Presumed consent alone is unlikely to explain the variation in organ donation rates between different countries. A combination of legislation, availability of donors, transplantation system organisation and infrastructure, wealth and investment in health care, as well as underlying public attitudes to and awareness of organ donation and transplantation, may all play a role, although the relative importance of each is not clear. Further reviews could investigate the factors likely to modify donor rates, such as procedures for family involvement.
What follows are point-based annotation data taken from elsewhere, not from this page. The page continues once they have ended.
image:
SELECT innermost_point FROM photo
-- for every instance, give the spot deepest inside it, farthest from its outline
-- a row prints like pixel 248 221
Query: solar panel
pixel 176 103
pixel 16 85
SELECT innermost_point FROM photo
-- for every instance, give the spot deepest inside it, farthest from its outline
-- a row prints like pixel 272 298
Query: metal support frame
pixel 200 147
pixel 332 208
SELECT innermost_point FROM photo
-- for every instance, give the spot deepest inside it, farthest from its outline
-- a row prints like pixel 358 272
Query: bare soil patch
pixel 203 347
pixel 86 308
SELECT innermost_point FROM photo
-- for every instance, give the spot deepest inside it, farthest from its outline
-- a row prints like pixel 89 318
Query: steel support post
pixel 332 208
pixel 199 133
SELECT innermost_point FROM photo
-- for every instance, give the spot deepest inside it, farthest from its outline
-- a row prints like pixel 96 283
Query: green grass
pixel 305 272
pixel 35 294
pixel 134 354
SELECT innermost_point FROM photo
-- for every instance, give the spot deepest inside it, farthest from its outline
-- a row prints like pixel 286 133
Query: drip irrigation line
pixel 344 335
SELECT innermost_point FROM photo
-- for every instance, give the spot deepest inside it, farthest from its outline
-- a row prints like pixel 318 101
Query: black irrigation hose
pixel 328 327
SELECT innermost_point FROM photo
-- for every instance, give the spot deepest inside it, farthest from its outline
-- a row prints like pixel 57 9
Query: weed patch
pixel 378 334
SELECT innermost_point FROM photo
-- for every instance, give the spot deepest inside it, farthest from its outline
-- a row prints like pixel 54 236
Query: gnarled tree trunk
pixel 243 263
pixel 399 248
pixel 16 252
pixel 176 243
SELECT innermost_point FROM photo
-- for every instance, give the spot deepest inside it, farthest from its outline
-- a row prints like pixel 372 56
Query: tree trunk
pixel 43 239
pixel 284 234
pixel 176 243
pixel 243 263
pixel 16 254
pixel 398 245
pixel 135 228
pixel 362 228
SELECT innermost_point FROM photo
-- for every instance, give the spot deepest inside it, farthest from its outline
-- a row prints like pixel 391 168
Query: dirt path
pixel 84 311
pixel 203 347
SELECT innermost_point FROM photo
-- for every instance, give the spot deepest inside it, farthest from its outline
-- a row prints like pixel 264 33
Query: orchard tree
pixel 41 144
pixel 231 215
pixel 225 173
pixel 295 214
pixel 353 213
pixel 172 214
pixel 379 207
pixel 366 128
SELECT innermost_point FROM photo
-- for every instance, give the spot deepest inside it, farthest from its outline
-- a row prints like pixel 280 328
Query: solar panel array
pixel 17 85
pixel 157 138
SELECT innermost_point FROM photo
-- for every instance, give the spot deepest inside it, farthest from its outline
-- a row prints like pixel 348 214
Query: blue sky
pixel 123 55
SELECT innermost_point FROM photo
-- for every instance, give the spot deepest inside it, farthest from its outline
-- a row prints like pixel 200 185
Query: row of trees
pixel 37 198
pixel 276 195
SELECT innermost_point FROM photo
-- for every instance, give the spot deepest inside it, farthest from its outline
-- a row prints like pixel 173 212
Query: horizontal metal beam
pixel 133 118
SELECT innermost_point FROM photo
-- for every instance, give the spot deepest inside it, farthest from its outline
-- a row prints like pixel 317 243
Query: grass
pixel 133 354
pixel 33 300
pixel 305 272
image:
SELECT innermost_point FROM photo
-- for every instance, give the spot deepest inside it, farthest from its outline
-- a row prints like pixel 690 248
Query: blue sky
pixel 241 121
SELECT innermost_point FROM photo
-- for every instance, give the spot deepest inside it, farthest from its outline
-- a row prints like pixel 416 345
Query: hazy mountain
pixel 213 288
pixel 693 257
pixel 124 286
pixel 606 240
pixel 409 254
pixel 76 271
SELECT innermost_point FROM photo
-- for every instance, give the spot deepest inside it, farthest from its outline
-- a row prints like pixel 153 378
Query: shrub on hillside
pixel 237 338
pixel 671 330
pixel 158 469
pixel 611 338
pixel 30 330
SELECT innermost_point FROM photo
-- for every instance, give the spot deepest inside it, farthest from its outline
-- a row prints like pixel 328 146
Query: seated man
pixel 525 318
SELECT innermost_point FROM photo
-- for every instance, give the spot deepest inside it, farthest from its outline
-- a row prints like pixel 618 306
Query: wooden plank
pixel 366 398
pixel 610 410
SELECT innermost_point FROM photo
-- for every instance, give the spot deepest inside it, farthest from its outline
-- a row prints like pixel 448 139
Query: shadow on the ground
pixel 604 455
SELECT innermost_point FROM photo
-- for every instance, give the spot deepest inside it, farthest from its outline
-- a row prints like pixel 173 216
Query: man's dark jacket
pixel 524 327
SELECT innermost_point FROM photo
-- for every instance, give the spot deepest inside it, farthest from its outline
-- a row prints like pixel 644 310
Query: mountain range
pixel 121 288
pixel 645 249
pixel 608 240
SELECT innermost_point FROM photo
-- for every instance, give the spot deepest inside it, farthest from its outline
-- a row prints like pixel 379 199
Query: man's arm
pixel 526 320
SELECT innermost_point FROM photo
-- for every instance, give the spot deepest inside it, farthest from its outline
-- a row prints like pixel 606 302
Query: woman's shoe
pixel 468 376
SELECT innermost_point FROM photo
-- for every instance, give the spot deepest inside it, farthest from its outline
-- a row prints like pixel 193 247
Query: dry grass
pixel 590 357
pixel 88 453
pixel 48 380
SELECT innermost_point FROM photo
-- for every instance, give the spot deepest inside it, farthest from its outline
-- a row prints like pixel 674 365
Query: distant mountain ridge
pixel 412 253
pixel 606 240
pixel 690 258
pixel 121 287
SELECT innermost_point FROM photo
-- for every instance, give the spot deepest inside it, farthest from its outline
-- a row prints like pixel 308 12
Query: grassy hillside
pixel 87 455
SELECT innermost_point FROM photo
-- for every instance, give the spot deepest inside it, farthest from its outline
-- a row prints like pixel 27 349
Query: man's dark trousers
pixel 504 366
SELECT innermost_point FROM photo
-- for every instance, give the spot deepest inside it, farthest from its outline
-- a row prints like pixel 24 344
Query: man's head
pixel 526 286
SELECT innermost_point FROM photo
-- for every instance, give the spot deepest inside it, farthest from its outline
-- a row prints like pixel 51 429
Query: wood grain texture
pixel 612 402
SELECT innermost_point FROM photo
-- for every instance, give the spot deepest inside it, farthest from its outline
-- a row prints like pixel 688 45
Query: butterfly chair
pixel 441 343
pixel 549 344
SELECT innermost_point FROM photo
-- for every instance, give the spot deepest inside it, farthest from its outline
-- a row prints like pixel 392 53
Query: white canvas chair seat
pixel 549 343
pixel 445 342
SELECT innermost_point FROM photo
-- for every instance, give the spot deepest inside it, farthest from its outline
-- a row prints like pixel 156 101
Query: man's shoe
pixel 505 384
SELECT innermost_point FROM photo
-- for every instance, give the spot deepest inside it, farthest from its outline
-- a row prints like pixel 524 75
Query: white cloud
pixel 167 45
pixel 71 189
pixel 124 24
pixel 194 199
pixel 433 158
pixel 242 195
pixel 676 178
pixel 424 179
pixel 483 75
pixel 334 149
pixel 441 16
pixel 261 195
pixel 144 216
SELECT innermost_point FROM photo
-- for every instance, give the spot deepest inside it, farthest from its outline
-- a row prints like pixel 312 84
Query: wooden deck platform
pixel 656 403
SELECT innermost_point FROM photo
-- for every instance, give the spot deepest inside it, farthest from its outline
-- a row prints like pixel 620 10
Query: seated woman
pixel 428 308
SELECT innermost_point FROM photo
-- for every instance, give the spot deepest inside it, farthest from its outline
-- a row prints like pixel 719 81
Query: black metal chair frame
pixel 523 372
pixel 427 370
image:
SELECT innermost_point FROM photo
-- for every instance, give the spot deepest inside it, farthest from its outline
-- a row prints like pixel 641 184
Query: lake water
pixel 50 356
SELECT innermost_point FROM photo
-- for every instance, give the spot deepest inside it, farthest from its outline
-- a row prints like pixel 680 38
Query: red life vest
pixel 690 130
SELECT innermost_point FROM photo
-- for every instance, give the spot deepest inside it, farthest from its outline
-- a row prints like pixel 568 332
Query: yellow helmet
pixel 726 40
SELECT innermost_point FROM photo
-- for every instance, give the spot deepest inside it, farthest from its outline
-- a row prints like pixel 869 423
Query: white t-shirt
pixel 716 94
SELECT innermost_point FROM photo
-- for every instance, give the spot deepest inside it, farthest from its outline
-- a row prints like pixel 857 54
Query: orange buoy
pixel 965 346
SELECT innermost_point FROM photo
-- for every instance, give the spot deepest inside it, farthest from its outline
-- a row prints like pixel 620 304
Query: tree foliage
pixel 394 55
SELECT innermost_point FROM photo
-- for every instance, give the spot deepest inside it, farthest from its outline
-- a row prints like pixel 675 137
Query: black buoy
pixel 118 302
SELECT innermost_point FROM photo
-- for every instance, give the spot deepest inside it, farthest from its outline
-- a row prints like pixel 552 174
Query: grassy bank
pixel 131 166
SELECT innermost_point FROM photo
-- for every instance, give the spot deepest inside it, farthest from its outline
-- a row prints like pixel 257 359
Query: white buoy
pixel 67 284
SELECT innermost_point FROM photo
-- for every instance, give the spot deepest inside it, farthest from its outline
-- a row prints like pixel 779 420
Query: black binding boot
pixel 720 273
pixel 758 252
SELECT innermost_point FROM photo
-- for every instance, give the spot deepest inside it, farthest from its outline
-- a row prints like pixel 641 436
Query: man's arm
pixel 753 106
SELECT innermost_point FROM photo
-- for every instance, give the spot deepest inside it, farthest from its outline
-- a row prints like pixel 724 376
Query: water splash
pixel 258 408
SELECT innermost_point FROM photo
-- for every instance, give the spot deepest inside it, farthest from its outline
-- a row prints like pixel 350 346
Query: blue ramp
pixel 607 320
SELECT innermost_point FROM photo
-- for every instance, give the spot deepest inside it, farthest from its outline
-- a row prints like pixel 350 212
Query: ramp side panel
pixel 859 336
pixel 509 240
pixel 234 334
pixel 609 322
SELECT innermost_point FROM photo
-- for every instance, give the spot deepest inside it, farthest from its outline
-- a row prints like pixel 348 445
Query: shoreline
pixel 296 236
The way in which families of any potential donor are approached is likely to be an important factor and a review of qualitative research examining the experience of relatives in this context would be useful.

摘要

目的

研究推定同意立法对器官捐赠的影响,并综述公众、专业人士及其他利益相关者对推定同意的态度数据。

数据来源

检索了8个电子数据库(MEDLINE、MEDLINE在研、EMBASE、CINAHL、PsycINFO、HMIC、PAIS国际和OpenSIGLE),检索时间从建库至2008年1月。还进行了补充互联网搜索。

综述方法

对比较单一国家在引入推定同意法前后或有、无推定同意系统的国家之间捐赠率的研究进行系统综述。评估这些研究的方法学质量,并对结果进行叙述性综合分析。还纳入了对推定同意立法态度的调查。

结果

识别出2000多条潜在相关引文,其中13项研究符合主要目标的纳入标准,13项符合次要目标的纳入标准。对于主要目标,8项研究为国家间比较,5项为前后对照研究。4项国家间比较的方法学质量足以提供可靠结果。在所有4项研究中,推定同意法或实践与器官捐赠率增加相关,增加幅度从一项研究中的每百万人口增加2.7名捐赠者(pmp)到另一项研究中的每百万人口增加6.14名捐赠者,另外两项研究的增加幅度在20%至30%之间。除推定同意外,对器官捐赠率有影响的因素包括道路交通事故和脑血管意外死亡率、国家的移植能力、人均国内生产总值和人均卫生支出、宗教、教育、公众信息获取情况以及普通法法律体系。5项前后对照研究涉及3个国家,所有这些国家均报告在引入推定同意系统后捐赠率有所增加(奥地利,在5年期间从每百万人口4.6名捐赠者增至27.2名;比利时,在3年期间肾脏捐赠从每百万人口10.9名增至41.3名;新加坡,立法变更后的3年里肾脏获取量从每年4.7例增至31.3例)。在这组研究中,与立法变更同时发生的任何其他变化的调查非常有限。在涉及次要目标的13项研究中,8项是对英国公众的调查,4项来自其他国家,1项是对卫生专业人员的国际调查。英国的调查在对推定同意的支持程度上存在差异,2000年前进行的调查支持率最低(28% - 57%)。YouGov在2007年进行的最新调查显示,64%的受访者支持改为推定同意。

结论

仅推定同意不太可能解释不同国家间器官捐赠率的差异。立法、捐赠者可获得性、移植系统组织和基础设施、财富及医疗保健投资,以及公众对器官捐赠和移植的潜在态度及认知,可能都发挥了作用,尽管各自的相对重要性尚不清楚。进一步的综述可调查可能改变捐赠率的因素,如家庭参与程序。接触任何潜在捐赠者家庭的方式可能是一个重要因素,对研究亲属在此背景下经历的定性研究进行综述将很有用。